It’s easy to grasp the branding advantages the new Internet domain for the CPA profession, .cpa, can offer. Less obvious but just as important is the enhanced security it delivers.
.CPA is a high-value restricted internet domain with verifications and controls. A restricted domain means not everyone can apply for it: in this case, you must be a licensed CPA firm (starting in January 2021, licensed individual CPAs can also apply). Why is this important? Unrestricted domains are unmanaged and uncontrolled. Users are not verified and there is no implementation of security best practices. Essentially, any fraudster can sign up for an unrestricted domain such as .com and closely mimic a legitimate business site. Not so with .cpa.
It’s no surprise Internet crime is rising, even more so as people increasingly work from home. A recent Ponemon Institute survey found that 57 percent of small businesses reported instances of phishing or social engineering attacks in the past 12 months, many tied to fraudulent look-alike or spoofed domain addresses (also known as imitator domains). More than 114,000 individuals reported being a victim of a phishing scam in 2019, incurring collective losses of almost $60 million, the latest FBI statistics show.
Phishing involves bogus emails that appear to come from reputable companies, trusted co-workers or bosses, with the goal of gleaning usernames, passwords or credit card details. A common strategy is to use combinations of numbers (a zero where an “O” should be, for example), letters and foreign characters to mimic existing domains to deceive end users. The good news is most phishing attempts fail – but for CPA firms that deal with sensitive client data, a data breach or other information security lapse can be devastating.
Here’s how .cpa can help strengthen your firm’s defenses:
Unlike open domain extensions, only licensed firms and individual accountants can register and use a .cpa domain. License verification will take place at the time of purchase through CPA.com, and at other random periodic times. This will reduce a scammers ability to purchase lookalike domains on a large enough scale to make it worth their while.

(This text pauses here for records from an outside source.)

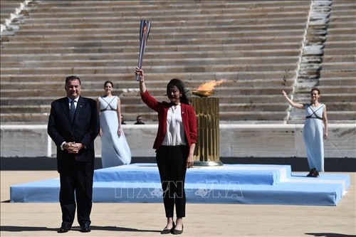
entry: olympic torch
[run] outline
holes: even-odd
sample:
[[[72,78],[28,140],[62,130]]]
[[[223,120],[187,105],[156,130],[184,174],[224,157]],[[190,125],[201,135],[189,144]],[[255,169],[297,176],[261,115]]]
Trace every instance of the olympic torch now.
[[[146,48],[146,43],[147,43],[148,35],[150,34],[150,29],[151,28],[151,22],[147,20],[141,21],[141,24],[140,26],[140,55],[138,56],[138,65],[139,68],[142,66],[143,60],[143,53],[145,53],[145,48]],[[136,76],[136,80],[140,80],[140,76]]]

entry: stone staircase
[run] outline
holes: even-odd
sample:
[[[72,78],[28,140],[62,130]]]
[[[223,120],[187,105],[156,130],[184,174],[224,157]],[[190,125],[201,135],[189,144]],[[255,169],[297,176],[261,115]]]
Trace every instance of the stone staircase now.
[[[310,89],[320,90],[320,101],[328,108],[331,122],[355,123],[356,120],[356,2],[353,1],[321,1],[318,4],[319,21],[309,27],[310,45],[321,46],[318,53],[308,65],[311,68],[318,61],[317,74],[298,78],[294,90],[295,100],[308,101]],[[325,21],[320,14],[327,14]],[[318,16],[315,16],[318,18]],[[323,22],[322,22],[323,21]],[[316,43],[315,42],[318,42]],[[315,60],[316,57],[320,57]],[[314,63],[315,65],[315,63]],[[290,122],[300,121],[303,111],[293,109]]]
[[[28,1],[13,25],[1,32],[1,122],[46,123],[51,102],[65,96],[64,78],[74,74],[82,79],[83,96],[97,98],[103,92],[104,81],[112,80],[126,120],[135,120],[140,114],[155,122],[156,113],[141,102],[134,76],[140,21],[147,19],[152,27],[143,68],[147,88],[157,100],[167,100],[165,86],[173,78],[184,80],[191,90],[224,78],[214,95],[220,98],[221,122],[282,123],[288,107],[281,96],[282,79],[285,70],[290,69],[284,89],[292,90],[310,4],[308,1]],[[348,6],[349,14],[355,13],[355,8]],[[355,111],[355,70],[349,69],[337,78],[332,61],[348,58],[344,65],[337,63],[339,67],[355,61],[355,53],[345,56],[345,42],[336,39],[338,31],[351,34],[347,36],[351,53],[356,27],[354,22],[345,31],[346,19],[352,17],[342,16],[347,11],[339,9],[333,9],[341,11],[341,15],[330,18],[331,35],[325,46],[330,51],[325,48],[326,71],[322,70],[320,80],[331,115],[341,114],[336,88],[349,105],[344,110]],[[335,57],[337,53],[339,57]],[[350,89],[343,86],[345,82]],[[336,118],[350,121],[355,115],[342,113]]]

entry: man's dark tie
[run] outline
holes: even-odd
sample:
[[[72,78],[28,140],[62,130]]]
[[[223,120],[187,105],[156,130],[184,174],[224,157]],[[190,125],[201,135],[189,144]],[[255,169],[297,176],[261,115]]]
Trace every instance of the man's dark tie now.
[[[74,118],[74,114],[75,113],[75,105],[74,105],[74,102],[75,100],[73,100],[70,101],[70,108],[69,109],[69,115],[70,115],[70,122],[73,122],[73,120]]]

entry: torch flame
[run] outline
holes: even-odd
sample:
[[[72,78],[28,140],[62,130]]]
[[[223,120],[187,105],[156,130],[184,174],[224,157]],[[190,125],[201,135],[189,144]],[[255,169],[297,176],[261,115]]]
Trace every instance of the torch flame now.
[[[204,83],[198,87],[197,90],[213,90],[216,86],[221,85],[226,80],[226,79],[220,79],[219,80],[214,80],[207,83]]]

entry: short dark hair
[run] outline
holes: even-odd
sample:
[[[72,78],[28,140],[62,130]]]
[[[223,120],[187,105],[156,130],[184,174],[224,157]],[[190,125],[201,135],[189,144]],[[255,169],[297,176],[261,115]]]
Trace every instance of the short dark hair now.
[[[313,92],[313,90],[316,90],[318,91],[318,95],[320,95],[320,90],[319,89],[318,89],[317,88],[313,88],[310,90],[310,93]]]
[[[111,87],[112,87],[112,88],[114,87],[114,83],[112,83],[112,82],[111,80],[107,80],[107,81],[105,81],[105,82],[104,83],[104,88],[105,87],[105,85],[106,85],[107,83],[110,83],[110,84],[111,84]]]
[[[188,93],[189,92],[185,88],[184,83],[179,79],[174,78],[172,79],[168,84],[167,85],[167,94],[169,93],[169,90],[171,87],[176,86],[179,90],[179,93],[182,93],[182,97],[180,98],[180,102],[183,104],[189,105],[191,100],[189,97]]]
[[[69,81],[74,80],[78,80],[79,81],[79,85],[82,85],[80,79],[78,76],[72,75],[68,75],[68,77],[66,78],[66,85],[68,85]]]

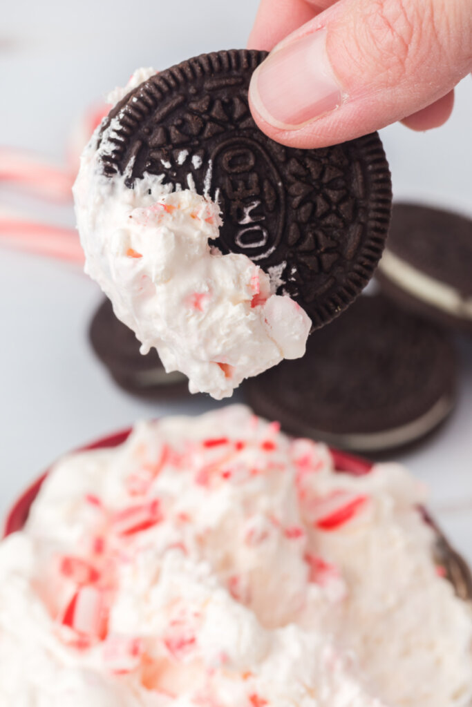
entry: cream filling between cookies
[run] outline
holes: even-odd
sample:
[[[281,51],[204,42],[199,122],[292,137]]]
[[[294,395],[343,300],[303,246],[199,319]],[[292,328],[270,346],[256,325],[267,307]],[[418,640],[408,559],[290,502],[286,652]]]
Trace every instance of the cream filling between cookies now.
[[[472,319],[472,298],[462,297],[458,290],[421,272],[386,249],[379,269],[396,285],[433,307],[456,317]]]

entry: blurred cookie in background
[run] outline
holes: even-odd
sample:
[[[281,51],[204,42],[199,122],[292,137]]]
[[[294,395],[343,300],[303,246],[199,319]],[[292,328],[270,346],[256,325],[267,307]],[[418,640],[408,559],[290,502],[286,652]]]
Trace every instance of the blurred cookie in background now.
[[[472,220],[416,204],[394,204],[376,273],[402,306],[472,333]]]
[[[127,392],[157,401],[190,396],[187,377],[178,371],[166,373],[155,349],[146,356],[139,353],[139,341],[115,316],[108,298],[93,316],[89,338],[98,358]]]
[[[437,428],[454,407],[456,375],[446,330],[381,295],[363,296],[311,334],[303,358],[243,390],[257,414],[289,433],[373,455]]]

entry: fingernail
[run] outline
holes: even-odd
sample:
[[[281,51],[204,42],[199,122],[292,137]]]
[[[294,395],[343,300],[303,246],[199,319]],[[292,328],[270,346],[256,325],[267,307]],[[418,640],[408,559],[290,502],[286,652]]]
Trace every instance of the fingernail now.
[[[258,67],[249,95],[261,117],[284,130],[338,108],[343,92],[326,52],[326,30],[275,50]]]

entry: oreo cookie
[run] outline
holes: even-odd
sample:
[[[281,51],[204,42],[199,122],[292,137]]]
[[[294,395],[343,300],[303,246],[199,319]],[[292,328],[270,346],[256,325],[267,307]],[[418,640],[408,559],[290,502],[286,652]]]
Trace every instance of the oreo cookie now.
[[[108,298],[93,316],[89,339],[98,358],[127,392],[149,400],[190,396],[188,379],[183,373],[166,373],[154,349],[146,356],[139,353],[134,332],[117,319]]]
[[[287,432],[378,453],[423,437],[455,401],[447,332],[382,296],[362,296],[315,332],[306,354],[243,384],[255,412]]]
[[[472,332],[472,220],[415,204],[395,204],[377,270],[398,304]]]
[[[376,133],[318,150],[262,133],[248,88],[266,55],[203,54],[151,76],[103,122],[99,161],[130,189],[149,173],[217,201],[224,226],[214,245],[260,265],[318,328],[373,274],[390,220],[390,173]]]

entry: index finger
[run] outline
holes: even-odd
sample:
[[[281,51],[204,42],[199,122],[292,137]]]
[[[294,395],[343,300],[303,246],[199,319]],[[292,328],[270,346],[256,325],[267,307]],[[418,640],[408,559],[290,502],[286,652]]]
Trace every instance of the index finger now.
[[[312,20],[320,11],[320,6],[326,6],[333,1],[315,0],[260,0],[249,40],[248,49],[273,49],[294,30]]]

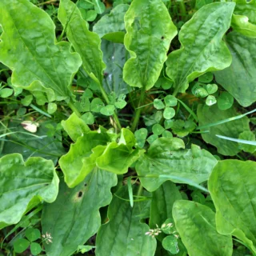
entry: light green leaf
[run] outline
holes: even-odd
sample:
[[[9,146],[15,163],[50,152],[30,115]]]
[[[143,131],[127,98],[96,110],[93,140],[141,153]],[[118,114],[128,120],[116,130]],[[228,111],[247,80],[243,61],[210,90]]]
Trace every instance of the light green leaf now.
[[[256,253],[256,163],[224,160],[209,179],[220,234],[232,234]]]
[[[231,256],[232,238],[217,232],[215,214],[192,201],[176,201],[173,209],[176,228],[190,256]]]
[[[73,113],[66,121],[62,121],[62,126],[74,142],[79,137],[90,131],[86,122],[75,113]]]
[[[136,191],[135,191],[136,192]],[[114,197],[108,209],[109,222],[102,225],[97,234],[96,254],[98,256],[142,256],[154,255],[156,240],[145,233],[150,227],[140,222],[146,201],[134,202],[133,208],[127,198],[127,186],[121,188]]]
[[[123,79],[130,86],[149,90],[160,75],[177,29],[159,0],[134,0],[125,25],[124,44],[131,58],[125,64]]]
[[[102,61],[98,35],[89,30],[79,9],[70,0],[61,0],[58,18],[66,30],[69,41],[80,54],[86,72],[94,81],[102,83],[106,66]]]
[[[256,39],[232,32],[226,36],[226,43],[232,63],[215,72],[215,79],[240,105],[248,106],[256,101]]]
[[[96,159],[90,158],[92,150],[98,145],[106,145],[109,141],[110,137],[106,133],[90,131],[71,144],[69,152],[59,159],[59,166],[69,187],[74,187],[82,182],[95,167]],[[88,164],[88,161],[90,164]]]
[[[94,26],[94,32],[100,38],[114,42],[123,43],[125,36],[124,16],[129,5],[121,4],[114,7],[110,14],[104,15]]]
[[[204,6],[183,25],[178,34],[182,48],[169,54],[166,62],[166,74],[174,82],[175,93],[184,93],[189,82],[201,74],[230,65],[230,53],[222,39],[230,28],[234,6]]]
[[[234,107],[226,110],[219,110],[216,104],[210,106],[199,105],[198,107],[199,126],[214,123],[237,115],[238,113]],[[209,130],[209,133],[202,134],[202,137],[206,142],[215,146],[219,154],[235,155],[240,151],[238,143],[223,140],[215,135],[220,134],[226,137],[238,138],[242,132],[250,130],[249,118],[243,117],[238,120],[208,127],[206,130]]]
[[[256,26],[249,22],[247,16],[233,14],[231,26],[235,31],[242,35],[251,38],[256,38]]]
[[[117,174],[125,174],[145,150],[135,149],[135,137],[128,129],[122,128],[119,142],[109,143],[96,160],[97,166]]]
[[[165,182],[152,193],[150,226],[161,226],[167,218],[173,216],[173,205],[176,200],[182,199],[182,195],[176,185],[170,181]],[[162,240],[165,236],[159,234],[157,238]]]
[[[256,2],[236,0],[231,26],[242,34],[256,38]]]
[[[52,161],[19,154],[0,158],[0,229],[18,223],[22,215],[42,201],[53,202],[58,178]]]
[[[74,189],[60,183],[60,192],[52,204],[43,206],[42,233],[50,233],[52,243],[44,243],[48,256],[70,256],[98,230],[99,208],[112,198],[115,174],[94,168],[83,182]],[[92,203],[93,202],[93,203]]]
[[[153,142],[147,154],[138,159],[136,170],[139,176],[146,176],[140,180],[147,190],[156,190],[166,180],[199,184],[208,179],[217,163],[215,158],[196,145],[192,144],[191,150],[181,150],[184,147],[180,138],[160,138]],[[178,178],[187,181],[182,182]]]
[[[70,84],[81,58],[69,42],[55,44],[49,15],[27,0],[2,0],[0,24],[0,61],[13,70],[13,86],[31,90],[39,105],[72,97]]]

The verification process should also effectively limit the proliferation of spam in the .cpa space. Spam is a preferred delivery tool for ransomware, malware, and phishing. CPA.com’s policy is to not post domain owners’ names and registration information on publicly listed registry records, so spammers will be unable to collect long lists of .cpa domain holder addresses to send out email blasts.
Of course, CPA firms will still responsible for the everyday, routine blocking and tackling of data security. The AICPA’s firm management section has excellent advice on how to improve vigilance and follow best practices in this area, including this checklist and recent explainer article. But the move to restricted domains is a step many progressive businesses and professions are taking to improve trust and curb fraud in their online operations.